Tal como explica Kristine Dawang, educadora de enfermagem líder de um centro de treinamento preparatório para o Exame Clínico Estruturado Objetivo (OSCE), as Enfermeiras e Parteiras Qualificadas Internacionalmente (IQNMs) só podem obter o certificado de enfermagem australiano através da Agência Australiana de Regulação de Profissionais de Saúde (AHPRA).
A AHPRA avalia os pedidos de certificação com muita atenção e avalia os diferentes critérios relativos aos requisitos obrigatórios estabelecidos por cada conselho.Check-in automático
As enfermeiras estão expostas a todo o tipo de perigos, durante todas as suas horas de trabalho Source: Harlene Martin Pereyra
Os nossos aplicantes precisam primeiro de fazer um auto check-in no website da AHPRA. Ao fazerem este check-in, saberão logo se estarão qualificados para fazer o Outcome-Based Assessment (OBA)
Esclarece Dawang.
Um depósito não reembolsável de $640 é, então, pago à AHPRA para verificação da documentação e permissão para participação no dia de orientação (Orientation Day) que coloca à disposição todas as informações sobre todo o processo de certificação e sistema de saúde australiano.
Portfólio
Nesta fase, os candidatos devem fornecer informações pessoais e de contato adicionais, bem como documentação de identificação e qualificação. É ainda preciso agregar ao processo as evidências e a documentação necessárias para apoiar a inscrição, tais como prova de identidade, o currículo académico, licença e histórico de emprego com os referentes documentos de apoio.

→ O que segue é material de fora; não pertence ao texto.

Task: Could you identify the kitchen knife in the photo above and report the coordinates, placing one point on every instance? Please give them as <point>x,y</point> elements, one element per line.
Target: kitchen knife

A seguir, assim que todos os documentos forem revistos e aprovados, o enfermeiro estrangeiro requerente recebe uma carta de encaminhamento da AHPRA.
Avaliação Baseada em Resultados
A Avaliação Baseada em Resultados (OBA) é um processo de avaliação em duas etapas: um exame de perguntas de múltipla escolha (MCQ) e um exame clínico estruturado objetivo (OSCE).
A primeira fase é uma avaliação cognitiva. É um exame MCQ, feito no computador, que é avaliado em centros de teste desta natureza. Os enfermeiros farão ainda o Exame de Licenciamento do Conselho Nacional para Enfermeiros Registados (NCLEX-RN).
O Conselho Nacional de Conselhos Estaduais de Enfermagem (NCSBN) desenvolve e administra o NCLEX-RN através dos centros de teste Pearson VUE, que existem na maioria dos países. Os candidatos têm que passar neste exame para puderem ser considerados para a segunda parte da OBA.
A taxa de inscrição do NCLEX-RN é de $200, mais uma taxa de agendamento internacional adicional de $150 ($350 no total), conforme indicado no site da NMBA.
OSCE
A segunda fase é uma avaliação comportamental sob a forma de um exame clínico estruturado objetivo (OSCE). O OSCE foi desenvolvido para avaliar se uma enfermeira ou parteira qualificada internacionalmente tem o conhecimento, as habilidades e a competência de uma enfermeira ou parteira australiana de pós-graduação. O exame é administrado pela AHPRA e é realizado na Adelaide Health Simulation, em Adelaide, no sul da Austrália.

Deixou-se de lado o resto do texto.